Joseph began to get booked up with our old friend Sam Roberts and we had no money to continue anyway. We applied for a FACTOR recording loan and hoped for the best. Meanwhile, I rented some gear and began doing some overdubbing on my own, having by now learned a lot more about recording things properly. I lost myself in the joys of making wild noises, sampling everything from classical Indian music to Irish reels. Flipping things around, distorting them, filtering them, like an alchemist smelting metals. Wild mournful sounds a voice or instrument could never make, that sound incredible at full volume on headphones on a hot July afternoon. Some songs changed dramatically with the sounds I dropped into them, others shifted colour in some subtle way that is hard to pinpoint.
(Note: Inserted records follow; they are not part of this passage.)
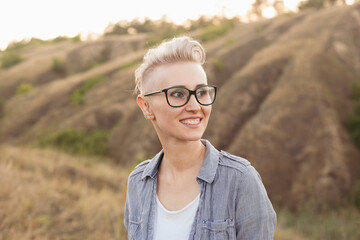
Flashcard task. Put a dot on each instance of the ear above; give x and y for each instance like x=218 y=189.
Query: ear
x=144 y=105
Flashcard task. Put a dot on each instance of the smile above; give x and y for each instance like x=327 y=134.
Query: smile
x=193 y=121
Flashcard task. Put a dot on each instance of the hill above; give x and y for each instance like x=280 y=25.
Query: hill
x=284 y=95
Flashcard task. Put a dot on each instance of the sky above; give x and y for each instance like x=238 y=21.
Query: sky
x=46 y=19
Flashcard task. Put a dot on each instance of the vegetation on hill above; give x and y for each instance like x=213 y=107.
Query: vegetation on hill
x=9 y=59
x=211 y=28
x=284 y=87
x=353 y=122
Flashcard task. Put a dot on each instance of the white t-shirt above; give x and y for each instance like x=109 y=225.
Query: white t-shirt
x=175 y=225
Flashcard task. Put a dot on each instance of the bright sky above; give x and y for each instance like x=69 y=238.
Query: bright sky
x=47 y=19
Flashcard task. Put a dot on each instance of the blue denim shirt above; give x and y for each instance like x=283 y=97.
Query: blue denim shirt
x=233 y=201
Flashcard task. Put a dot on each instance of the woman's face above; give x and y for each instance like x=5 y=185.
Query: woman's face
x=186 y=123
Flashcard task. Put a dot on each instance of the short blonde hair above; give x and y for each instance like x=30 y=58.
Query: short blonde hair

I spent hours recording harmonies amidst the construction debris in our in-renovation rehearsal space, always chewing ginger. Sometimes Robbie or Eric would be there and we would record guitar or keyboard ideas. One night I left to get us some beers. As I was returning up the street I heard an oscillating roar like the heavens ripping in two. From high up on the 10th floor of our building the organ sound for “Open Up the Gates” was echoing out across the night city. How on earth had Eric and Robbie created that menacing sound? I entered to find Eric droning away, Robbie hunched mysteriously over a chain of effects pedals at his feet, like a monkey. The room was bending and lurching with the noise. I hit record as quickly as possible.

[Robbie and Eric]

Guests dropped into our ramshackle recording space. Players of viola, trumpet and harp! I had been vaguely wanting harp on the record from day one but never thought it possible. Then, the day after first mentioning it to the band, the sound of harp came wafting down my street as I made my way to the studio. I thought I was in a dream. But there on the street corner was a statuesque troubador playing an enormous harp. A few days later Myriam was playing harp on “Clare” and “Oisin”.
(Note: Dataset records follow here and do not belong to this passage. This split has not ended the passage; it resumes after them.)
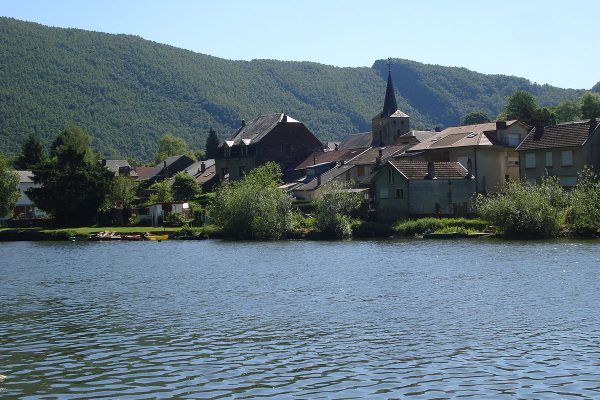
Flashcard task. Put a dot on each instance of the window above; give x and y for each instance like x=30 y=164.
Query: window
x=529 y=160
x=513 y=140
x=566 y=158
x=548 y=159
x=390 y=176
When we did book an odd day in the studio, it was often used poorly. We did 158 takes of bass for ‘Killer of Dragons”. I was determined that it was going to sound like reggae and/or Klaus Voorman. Joseph had different ideas. Robbie was caught in the middle. Finding the right emotion was hard, each choice of bass note changed the mood. The bill for that bass line alone could’ve sank the record. Another day was spent entirely on recording the recorder in “Open Up the Gates”. None of us could play recorder, though we all tried valiantly and eventually managed. That insane, childish melody had appeared in my head some time ago and had now seared permanently in my frontal lobe. Other days were victorious, with keyboards and guitars slipping in easily. Joseph helped guide us through moments of indecision, steering us to keep the arrangements focused and clear.

Then we learned we had been approved for a FACTOR album loan. Our album would get finished as cash flow was assured! The relief, the joy, was intense. There were so many highs and lows making this CD and we had overcome the last hurdle. Dear reader, remember how important arts funding is in Canada!

I went to South America for two months, burned out on the record. I went to the jungle. I went to the desert. I went to the sea.

[Argentinian desert]

When I got back things moved swiftly. Finally the album began to reveal a shape, songs began to come together in a way we hadn’t heard over the two years of labour! The mixing sessions were intense. We knew these songs inside out and some were mammoth in scope, heavy with detail. We went in search of the beating heart at the centre of these masses of tracks and they began to breathe. We broke the songs into two groups, mixing half with Joseph and half with Stacy LeGallee, of Stalin’s Little Santa Studio, upon Max’s recommendation. Mixing the songs in two groups might have inspired us with the idea of releasing the album with a side A and side B, like an LP of old. This is how an album is meant to flow. It should have four corners.

On the last day of mixing, I felt deeply happy that I could still hear the wood burning from the Sligo fireplace snapping out of the odd mix. The sounds on the record have different places of origin, different sources of electricity, and they weave together and make a new place existing only at the moment of listening, Moon Country, where no one lives.